His eyes widened when he saw the spot, but he said, teasing, “I only said it was a parking place, and it is!” I reminded him that he said it wasn’t handicapped, so I was right.
Things are not always what they seem. Though we enjoyed the verbal sparring about the parking place, I sometimes think the enemy distorts our perspective and doesn’t miss a chance to spoil things for us. For instance, at church the other evening, my husband entered the pulpit in a victorious mode. “Praise the Lord!” he exclaimed, waving his arm enthusiastically. The more he moved his arm, and it seemed interminable to me, the more the hem of his long-sleeved knit shirt looked strange. It seemed to be unraveling, with part of the sleeve hem drooping at his wrist.
Stop singing! I thought.
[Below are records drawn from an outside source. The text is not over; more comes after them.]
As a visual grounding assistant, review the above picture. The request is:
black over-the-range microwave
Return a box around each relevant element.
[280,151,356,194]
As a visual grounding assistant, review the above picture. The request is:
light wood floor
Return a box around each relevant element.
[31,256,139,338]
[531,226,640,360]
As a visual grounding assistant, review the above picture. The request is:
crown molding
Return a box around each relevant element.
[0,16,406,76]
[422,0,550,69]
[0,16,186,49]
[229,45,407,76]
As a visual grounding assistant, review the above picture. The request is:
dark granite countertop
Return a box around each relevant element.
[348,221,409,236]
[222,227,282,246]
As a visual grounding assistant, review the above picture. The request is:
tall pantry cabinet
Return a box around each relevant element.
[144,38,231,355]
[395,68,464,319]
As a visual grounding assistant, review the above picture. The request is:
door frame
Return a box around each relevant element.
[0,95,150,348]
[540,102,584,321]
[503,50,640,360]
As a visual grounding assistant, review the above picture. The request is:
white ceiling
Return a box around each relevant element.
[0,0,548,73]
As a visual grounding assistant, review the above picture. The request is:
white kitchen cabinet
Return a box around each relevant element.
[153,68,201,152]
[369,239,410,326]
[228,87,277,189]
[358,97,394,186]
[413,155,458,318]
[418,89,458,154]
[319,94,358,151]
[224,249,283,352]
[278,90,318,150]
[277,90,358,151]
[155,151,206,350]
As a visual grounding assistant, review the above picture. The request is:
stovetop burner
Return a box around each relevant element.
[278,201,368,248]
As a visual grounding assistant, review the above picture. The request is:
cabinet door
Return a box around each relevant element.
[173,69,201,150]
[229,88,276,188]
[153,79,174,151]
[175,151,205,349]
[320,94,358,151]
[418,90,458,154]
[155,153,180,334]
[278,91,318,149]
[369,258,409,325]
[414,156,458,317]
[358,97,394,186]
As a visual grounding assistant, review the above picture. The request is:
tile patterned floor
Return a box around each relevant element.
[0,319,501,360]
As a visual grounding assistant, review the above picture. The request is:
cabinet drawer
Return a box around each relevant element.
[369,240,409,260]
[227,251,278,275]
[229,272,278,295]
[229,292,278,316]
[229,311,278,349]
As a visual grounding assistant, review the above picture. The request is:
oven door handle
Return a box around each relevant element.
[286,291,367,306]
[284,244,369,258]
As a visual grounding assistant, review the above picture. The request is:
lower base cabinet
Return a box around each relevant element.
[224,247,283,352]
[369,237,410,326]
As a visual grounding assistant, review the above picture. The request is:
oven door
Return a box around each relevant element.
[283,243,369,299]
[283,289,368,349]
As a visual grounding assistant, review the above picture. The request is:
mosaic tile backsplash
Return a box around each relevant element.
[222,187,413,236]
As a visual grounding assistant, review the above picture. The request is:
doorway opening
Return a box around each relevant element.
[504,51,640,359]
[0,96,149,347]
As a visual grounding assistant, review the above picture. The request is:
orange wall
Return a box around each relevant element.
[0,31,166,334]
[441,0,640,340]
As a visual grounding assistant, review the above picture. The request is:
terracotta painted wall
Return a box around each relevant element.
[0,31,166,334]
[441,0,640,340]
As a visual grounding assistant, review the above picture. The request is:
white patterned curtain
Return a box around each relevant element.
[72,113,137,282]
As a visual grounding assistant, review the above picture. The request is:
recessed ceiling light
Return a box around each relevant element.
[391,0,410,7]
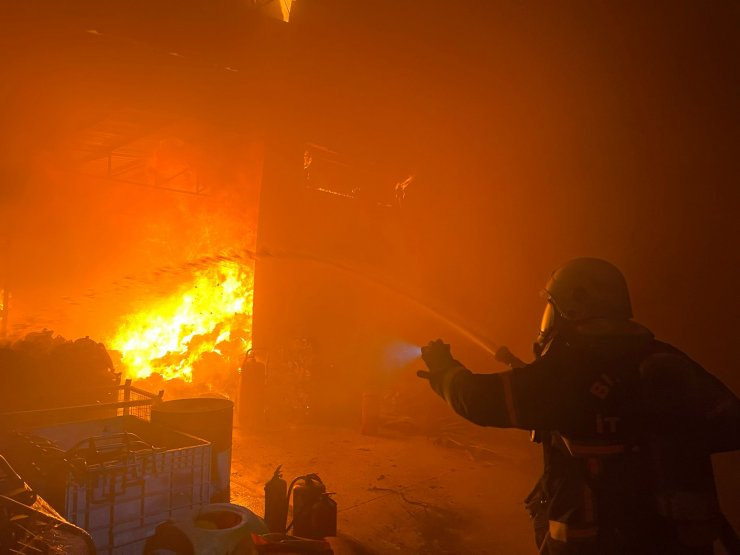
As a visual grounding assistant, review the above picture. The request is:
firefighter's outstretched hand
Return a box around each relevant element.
[416,339,460,380]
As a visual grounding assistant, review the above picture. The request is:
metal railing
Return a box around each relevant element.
[0,379,164,430]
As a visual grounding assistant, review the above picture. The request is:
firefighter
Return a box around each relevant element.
[419,258,740,555]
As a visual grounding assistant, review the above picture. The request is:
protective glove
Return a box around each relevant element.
[416,339,463,397]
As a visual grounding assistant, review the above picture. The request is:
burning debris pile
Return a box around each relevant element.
[106,260,254,392]
[0,330,120,412]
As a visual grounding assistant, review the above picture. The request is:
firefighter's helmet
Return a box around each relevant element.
[545,258,632,321]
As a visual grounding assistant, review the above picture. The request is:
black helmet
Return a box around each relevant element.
[545,258,632,321]
[535,258,632,355]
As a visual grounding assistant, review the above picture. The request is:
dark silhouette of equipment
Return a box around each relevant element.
[265,466,337,539]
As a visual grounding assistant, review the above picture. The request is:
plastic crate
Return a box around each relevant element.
[27,416,211,554]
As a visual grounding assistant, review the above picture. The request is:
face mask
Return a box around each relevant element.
[532,301,558,358]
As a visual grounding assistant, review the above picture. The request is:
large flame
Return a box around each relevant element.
[107,261,254,382]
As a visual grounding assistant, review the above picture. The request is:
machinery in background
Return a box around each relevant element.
[265,466,337,540]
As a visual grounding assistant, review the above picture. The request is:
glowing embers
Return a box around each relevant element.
[107,261,254,382]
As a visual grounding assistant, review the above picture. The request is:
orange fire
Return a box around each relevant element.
[107,261,254,382]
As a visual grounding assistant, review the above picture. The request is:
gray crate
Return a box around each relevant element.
[27,416,211,554]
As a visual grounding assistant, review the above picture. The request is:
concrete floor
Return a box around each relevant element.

But he sang and pumped his arm even more. My eyes were glued to his wrist, and I was sure everyone else’s were, too. Was it my imagination? Was the sleeve only tucked under a little, making a wrinkle? I tried to look away, willing my mind back upon the words we were singing.
Why is this bothering me so? I asked myself. But I could just imagine the disparaging thoughts the church ladies were thinking: Why doesn’t she make sure his clothes are in good repair? (In reality, I do well to get myself ready, and trust him to do the same, although I usually spot a wardrobe mistake before we leave.) Sometimes the hem looked normal, and I would relax, only to have it pop out again. My eyes seemed to playing tricks on me.
At last Howard gave the microphone to someone else and sat down. Unbelievably, his sleeve looked perfectly fine, then. When I examined it as he took his seat, nothing was wrong! “Why did your sleeve look funny up there?” I asked him later. He said he had turned it under! No wonder it was slipping out!
Well, at least the hem hadn’t come loose. We had a wonderful service and I was ashamed of my useless embarrassment. Lord, forgive me of pride and help me in “Casting down imaginations, and every high thing that exalteth itself against the knowledge of God, and bringing into captivity every thought to the obedience of Christ.” 2 Corinthians 10:5.